2. The method for forming the weak protective layer above the mine roadway according to claim 1, wherein: the ground electrode (1) is connected with the high-voltage electrode (3) through a metal wire (2).

3. The method for forming the weak protective layer above the mine roadway according to claim 1, wherein: the pulse power driving source has an electric energy storage larger than 100 kJ.

4. The method for forming the weak protective layer above the mine roadway according to claim 2, wherein: after the energy converter (12) is discharged, a metal wire (2) is replenished on one side of the ground electrode (1).

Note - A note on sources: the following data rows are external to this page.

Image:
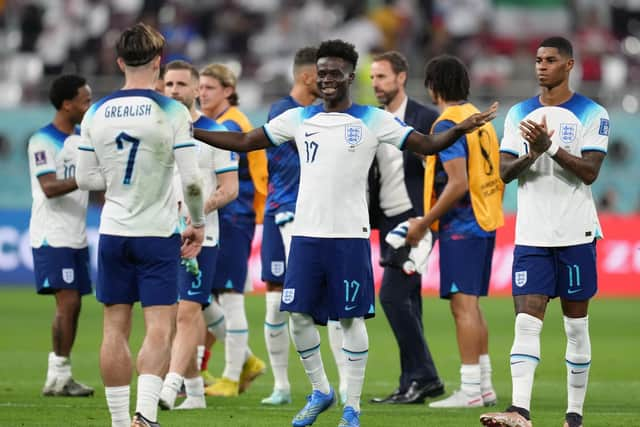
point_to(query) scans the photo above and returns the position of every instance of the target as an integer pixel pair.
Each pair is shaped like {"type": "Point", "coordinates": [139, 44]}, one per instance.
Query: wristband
{"type": "Point", "coordinates": [553, 148]}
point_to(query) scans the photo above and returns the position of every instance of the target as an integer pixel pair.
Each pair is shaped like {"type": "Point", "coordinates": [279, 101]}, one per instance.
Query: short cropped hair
{"type": "Point", "coordinates": [179, 64]}
{"type": "Point", "coordinates": [65, 88]}
{"type": "Point", "coordinates": [139, 44]}
{"type": "Point", "coordinates": [225, 76]}
{"type": "Point", "coordinates": [563, 45]}
{"type": "Point", "coordinates": [305, 56]}
{"type": "Point", "coordinates": [397, 60]}
{"type": "Point", "coordinates": [338, 49]}
{"type": "Point", "coordinates": [448, 77]}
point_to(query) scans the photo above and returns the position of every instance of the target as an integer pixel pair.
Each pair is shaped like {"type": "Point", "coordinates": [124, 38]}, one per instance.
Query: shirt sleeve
{"type": "Point", "coordinates": [42, 156]}
{"type": "Point", "coordinates": [511, 141]}
{"type": "Point", "coordinates": [183, 128]}
{"type": "Point", "coordinates": [596, 133]}
{"type": "Point", "coordinates": [455, 151]}
{"type": "Point", "coordinates": [389, 129]}
{"type": "Point", "coordinates": [283, 127]}
{"type": "Point", "coordinates": [224, 161]}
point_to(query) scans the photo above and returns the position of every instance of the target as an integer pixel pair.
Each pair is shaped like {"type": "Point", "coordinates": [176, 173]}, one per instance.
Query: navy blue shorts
{"type": "Point", "coordinates": [233, 256]}
{"type": "Point", "coordinates": [198, 288]}
{"type": "Point", "coordinates": [567, 272]}
{"type": "Point", "coordinates": [329, 279]}
{"type": "Point", "coordinates": [61, 268]}
{"type": "Point", "coordinates": [272, 253]}
{"type": "Point", "coordinates": [465, 266]}
{"type": "Point", "coordinates": [141, 269]}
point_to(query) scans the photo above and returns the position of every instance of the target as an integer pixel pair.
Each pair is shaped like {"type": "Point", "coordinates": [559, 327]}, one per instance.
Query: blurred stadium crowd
{"type": "Point", "coordinates": [39, 39]}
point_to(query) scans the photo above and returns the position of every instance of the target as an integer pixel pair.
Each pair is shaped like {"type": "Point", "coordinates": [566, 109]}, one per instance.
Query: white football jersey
{"type": "Point", "coordinates": [58, 221]}
{"type": "Point", "coordinates": [133, 133]}
{"type": "Point", "coordinates": [211, 161]}
{"type": "Point", "coordinates": [555, 208]}
{"type": "Point", "coordinates": [336, 151]}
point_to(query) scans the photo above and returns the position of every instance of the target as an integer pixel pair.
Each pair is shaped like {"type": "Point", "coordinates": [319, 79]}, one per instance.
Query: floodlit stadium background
{"type": "Point", "coordinates": [496, 39]}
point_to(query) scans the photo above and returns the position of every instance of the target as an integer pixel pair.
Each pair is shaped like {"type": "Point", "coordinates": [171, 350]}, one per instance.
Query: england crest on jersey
{"type": "Point", "coordinates": [353, 135]}
{"type": "Point", "coordinates": [68, 275]}
{"type": "Point", "coordinates": [568, 132]}
{"type": "Point", "coordinates": [521, 278]}
{"type": "Point", "coordinates": [288, 295]}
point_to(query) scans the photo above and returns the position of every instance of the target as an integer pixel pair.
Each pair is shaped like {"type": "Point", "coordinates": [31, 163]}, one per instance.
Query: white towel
{"type": "Point", "coordinates": [419, 255]}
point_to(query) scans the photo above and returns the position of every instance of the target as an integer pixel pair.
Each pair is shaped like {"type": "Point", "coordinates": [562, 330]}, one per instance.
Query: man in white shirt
{"type": "Point", "coordinates": [554, 144]}
{"type": "Point", "coordinates": [219, 170]}
{"type": "Point", "coordinates": [329, 266]}
{"type": "Point", "coordinates": [131, 141]}
{"type": "Point", "coordinates": [58, 227]}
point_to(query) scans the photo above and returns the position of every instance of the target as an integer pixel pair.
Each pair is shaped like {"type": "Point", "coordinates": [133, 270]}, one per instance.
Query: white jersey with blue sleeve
{"type": "Point", "coordinates": [57, 221]}
{"type": "Point", "coordinates": [211, 161]}
{"type": "Point", "coordinates": [134, 134]}
{"type": "Point", "coordinates": [555, 208]}
{"type": "Point", "coordinates": [336, 150]}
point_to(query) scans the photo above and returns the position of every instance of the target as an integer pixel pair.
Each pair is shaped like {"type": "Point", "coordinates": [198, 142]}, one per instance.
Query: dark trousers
{"type": "Point", "coordinates": [401, 300]}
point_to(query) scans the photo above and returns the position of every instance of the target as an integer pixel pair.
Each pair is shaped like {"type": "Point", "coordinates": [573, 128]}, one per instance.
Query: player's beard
{"type": "Point", "coordinates": [387, 96]}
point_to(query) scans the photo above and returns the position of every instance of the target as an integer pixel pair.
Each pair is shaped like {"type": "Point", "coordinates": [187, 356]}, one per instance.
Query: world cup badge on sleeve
{"type": "Point", "coordinates": [353, 135]}
{"type": "Point", "coordinates": [521, 278]}
{"type": "Point", "coordinates": [288, 295]}
{"type": "Point", "coordinates": [277, 268]}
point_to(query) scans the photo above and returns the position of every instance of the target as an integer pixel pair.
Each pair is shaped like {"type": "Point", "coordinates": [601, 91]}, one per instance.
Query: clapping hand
{"type": "Point", "coordinates": [536, 134]}
{"type": "Point", "coordinates": [476, 120]}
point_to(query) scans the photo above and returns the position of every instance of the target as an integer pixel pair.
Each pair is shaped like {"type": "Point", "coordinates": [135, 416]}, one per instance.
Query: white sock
{"type": "Point", "coordinates": [118, 403]}
{"type": "Point", "coordinates": [355, 348]}
{"type": "Point", "coordinates": [149, 387]}
{"type": "Point", "coordinates": [578, 357]}
{"type": "Point", "coordinates": [199, 355]}
{"type": "Point", "coordinates": [214, 319]}
{"type": "Point", "coordinates": [237, 337]}
{"type": "Point", "coordinates": [525, 356]}
{"type": "Point", "coordinates": [171, 387]}
{"type": "Point", "coordinates": [62, 367]}
{"type": "Point", "coordinates": [485, 373]}
{"type": "Point", "coordinates": [194, 386]}
{"type": "Point", "coordinates": [307, 341]}
{"type": "Point", "coordinates": [51, 371]}
{"type": "Point", "coordinates": [276, 338]}
{"type": "Point", "coordinates": [470, 379]}
{"type": "Point", "coordinates": [336, 339]}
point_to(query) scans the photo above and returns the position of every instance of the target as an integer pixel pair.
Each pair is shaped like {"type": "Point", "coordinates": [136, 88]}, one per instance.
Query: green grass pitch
{"type": "Point", "coordinates": [613, 398]}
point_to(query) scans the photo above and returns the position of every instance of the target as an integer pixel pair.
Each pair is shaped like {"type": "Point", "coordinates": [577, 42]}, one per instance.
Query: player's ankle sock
{"type": "Point", "coordinates": [276, 337]}
{"type": "Point", "coordinates": [171, 387]}
{"type": "Point", "coordinates": [194, 386]}
{"type": "Point", "coordinates": [199, 355]}
{"type": "Point", "coordinates": [485, 373]}
{"type": "Point", "coordinates": [578, 359]}
{"type": "Point", "coordinates": [118, 403]}
{"type": "Point", "coordinates": [51, 371]}
{"type": "Point", "coordinates": [214, 319]}
{"type": "Point", "coordinates": [355, 349]}
{"type": "Point", "coordinates": [205, 360]}
{"type": "Point", "coordinates": [525, 356]}
{"type": "Point", "coordinates": [237, 336]}
{"type": "Point", "coordinates": [307, 342]}
{"type": "Point", "coordinates": [149, 387]}
{"type": "Point", "coordinates": [470, 379]}
{"type": "Point", "coordinates": [62, 367]}
{"type": "Point", "coordinates": [335, 332]}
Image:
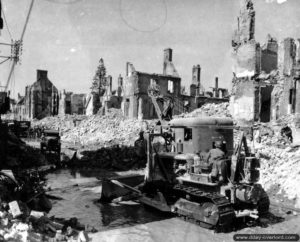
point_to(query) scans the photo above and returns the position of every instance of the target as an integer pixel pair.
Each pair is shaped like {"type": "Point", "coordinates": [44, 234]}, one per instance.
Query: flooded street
{"type": "Point", "coordinates": [78, 194]}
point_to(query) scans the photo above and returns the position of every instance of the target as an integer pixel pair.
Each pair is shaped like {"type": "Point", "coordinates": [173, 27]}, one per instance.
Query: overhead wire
{"type": "Point", "coordinates": [6, 23]}
{"type": "Point", "coordinates": [21, 39]}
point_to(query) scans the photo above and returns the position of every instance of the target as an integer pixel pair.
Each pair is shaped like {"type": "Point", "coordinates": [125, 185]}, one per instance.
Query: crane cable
{"type": "Point", "coordinates": [22, 35]}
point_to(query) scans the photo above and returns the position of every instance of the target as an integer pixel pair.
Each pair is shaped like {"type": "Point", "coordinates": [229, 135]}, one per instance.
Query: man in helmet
{"type": "Point", "coordinates": [140, 146]}
{"type": "Point", "coordinates": [217, 160]}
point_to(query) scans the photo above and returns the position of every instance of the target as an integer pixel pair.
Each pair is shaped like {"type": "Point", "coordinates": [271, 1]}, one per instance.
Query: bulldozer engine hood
{"type": "Point", "coordinates": [201, 121]}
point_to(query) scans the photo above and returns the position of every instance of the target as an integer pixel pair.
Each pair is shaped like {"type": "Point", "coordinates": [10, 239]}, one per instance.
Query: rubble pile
{"type": "Point", "coordinates": [112, 158]}
{"type": "Point", "coordinates": [280, 167]}
{"type": "Point", "coordinates": [210, 109]}
{"type": "Point", "coordinates": [108, 130]}
{"type": "Point", "coordinates": [18, 223]}
{"type": "Point", "coordinates": [279, 160]}
{"type": "Point", "coordinates": [21, 155]}
{"type": "Point", "coordinates": [63, 123]}
{"type": "Point", "coordinates": [23, 211]}
{"type": "Point", "coordinates": [101, 130]}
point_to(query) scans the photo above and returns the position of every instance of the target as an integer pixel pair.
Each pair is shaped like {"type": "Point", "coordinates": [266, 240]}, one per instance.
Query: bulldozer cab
{"type": "Point", "coordinates": [191, 140]}
{"type": "Point", "coordinates": [198, 135]}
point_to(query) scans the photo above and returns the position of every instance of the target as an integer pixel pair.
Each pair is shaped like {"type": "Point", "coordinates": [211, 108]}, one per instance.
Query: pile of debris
{"type": "Point", "coordinates": [279, 160]}
{"type": "Point", "coordinates": [23, 211]}
{"type": "Point", "coordinates": [210, 109]}
{"type": "Point", "coordinates": [21, 155]}
{"type": "Point", "coordinates": [18, 223]}
{"type": "Point", "coordinates": [105, 130]}
{"type": "Point", "coordinates": [280, 168]}
{"type": "Point", "coordinates": [111, 158]}
{"type": "Point", "coordinates": [63, 123]}
{"type": "Point", "coordinates": [100, 130]}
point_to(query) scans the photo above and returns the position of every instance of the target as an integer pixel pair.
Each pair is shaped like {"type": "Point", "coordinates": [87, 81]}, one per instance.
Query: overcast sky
{"type": "Point", "coordinates": [68, 37]}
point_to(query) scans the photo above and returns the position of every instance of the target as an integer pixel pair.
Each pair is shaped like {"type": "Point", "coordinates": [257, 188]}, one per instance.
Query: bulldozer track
{"type": "Point", "coordinates": [225, 210]}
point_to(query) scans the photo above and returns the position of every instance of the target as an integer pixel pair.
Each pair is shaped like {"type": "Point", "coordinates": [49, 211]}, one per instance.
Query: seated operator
{"type": "Point", "coordinates": [217, 160]}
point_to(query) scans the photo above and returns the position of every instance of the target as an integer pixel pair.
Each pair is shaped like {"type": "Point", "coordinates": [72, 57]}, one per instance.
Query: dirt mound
{"type": "Point", "coordinates": [279, 160]}
{"type": "Point", "coordinates": [210, 109]}
{"type": "Point", "coordinates": [101, 130]}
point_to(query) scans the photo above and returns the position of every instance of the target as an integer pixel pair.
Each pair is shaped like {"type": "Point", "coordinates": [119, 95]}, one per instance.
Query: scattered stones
{"type": "Point", "coordinates": [210, 109]}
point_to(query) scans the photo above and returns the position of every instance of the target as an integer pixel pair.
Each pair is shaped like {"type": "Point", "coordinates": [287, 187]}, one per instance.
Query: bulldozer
{"type": "Point", "coordinates": [178, 179]}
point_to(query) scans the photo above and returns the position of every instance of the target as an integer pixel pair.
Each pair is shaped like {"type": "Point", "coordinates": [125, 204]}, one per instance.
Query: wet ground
{"type": "Point", "coordinates": [78, 192]}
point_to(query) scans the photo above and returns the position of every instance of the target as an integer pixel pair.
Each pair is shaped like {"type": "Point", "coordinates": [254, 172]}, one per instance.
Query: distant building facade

5. The method for forming the weak protective layer above the mine roadway according to claim 4, wherein: the direction of the energy converter (12) for applying shock waves to each group of boreholes is located in the same plane.

6. The method for forming the weak protective layer above the mine roadway according to claim 1, wherein: and step S4, observing the size of the crack generated on the inner wall of the drill hole in the top rock stratum (9) after the fracturing by using an endoscope, filling water into the drill hole if the width of the crack does not reach the set crack width, and starting the pulse power driving source to discharge again until the crack of the top rock stratum (9) reaches the set width, wherein the set crack width is more than 10 nm.